Itu sebabnya, kata Aviliani, pemerintah perlu mengakomodasi sektor industri yang memiliki tren
domestik dan mengandung unsur-unsur keunikan (uniqueness), seperti UMKM.

Padat Karya

Ketua Umum Kadin Indonesia Suryo B Sulisto mengatakan, pemerintah harus menciptakan kebijakan
yang bisa menyerap banyak tenaga kerja. Kebijakan yang ideal diterapkan saat ini, selain mendorong
UMKM, adalah mengembangkan sektor pertanian, industri manufaktur, dan bahan makanan.

"Selain bisa menyerap banyak tenaga kerja, UMKM bisa menyejahterakan para pekerja karena sektor ini
bersifat kebersamaan. Kadin akan terus membantu pemerintah meningkatkan jumlah UMKM,"kata dia.

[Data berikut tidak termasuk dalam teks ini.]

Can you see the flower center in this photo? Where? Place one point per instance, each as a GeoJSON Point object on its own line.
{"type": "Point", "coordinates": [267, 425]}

Secara terpisah, Dirjen BIM Kemenperin Panggah Susanto menjelaskan, Indonesia masih membutuhkan
industri padat karya, seperti tekstil dan produk tekstil (TFT), alas kaki, serta industri aneka, setidaknya
hingga 10-15 tahun ke depan.

"Untuk itu dibutuhkan berbagai kebijakan yang dapat mendukung pertumbuhan dan keberlangsungan
industri tersebut, salah satunya mengenai penetapan upah minimum provinsi (UMP),"papar dia.